Time-resolved Ultrafast Interatomic Coulombic Decay in Superexcited Sodium-doped Helium Nanodroplets

TL;DR

This study investigates ultrafast interatomic Coulombic decay (ICD) in superexcited sodium-doped helium nanodroplets using time-resolved XUV spectroscopy, revealing multiple decay channels, their time scales, and environmental influences on ICD efficiency.

Contribution

It provides the first detailed time-resolved analysis of ICD channels in superfluid helium nanodroplets doped with sodium, highlighting environmental effects and collective excitation influences.

Findings

ICD channels occur within ~1 ps, mainly influenced by droplet environment.

A periodic modulation suggests bubble oscillation around excited helium.
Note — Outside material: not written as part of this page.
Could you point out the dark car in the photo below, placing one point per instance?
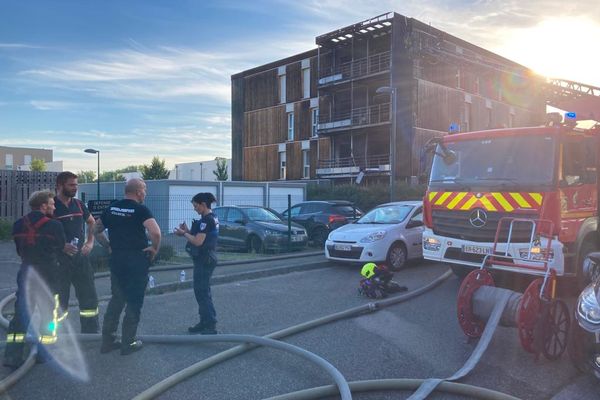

ICD efficiency depends on total excited states, indicating collective effects.

Abstract

The autoionization dynamics of superexcited superfluid He nanodroplets doped with Na atoms is studied by extreme-ultraviolet (XUV) time-resolved electron spectroscopy. Following excitation into the higher-lying droplet absorption band, the droplet relaxes into the lowest metastable atomic $1s2s$ $^{1,\,3}$S states from which Interatomic Coulombic Decay (ICD) takes places either between two excited He atoms or between an excited He atom and a Na atom attached to the droplet surface. Four main ICD channels are identified and their time constants are determined by varying the delay between the XUV pulse and a UV pulse that ionizes the initial excited state and thereby quenches ICD. The time constants for the different channels all fall in the range $\sim$1~ps indicating that the ICD dynamics are mainly determined by the droplet environment. A periodic modulation of the transient ICD signals is tentatively attributed to the oscillation of the bubble forming around the localized He excitation. The ICD efficiency depends on the total number of excited states in a droplet rather than the density of excited states pointing to a collective enhancement of ICD.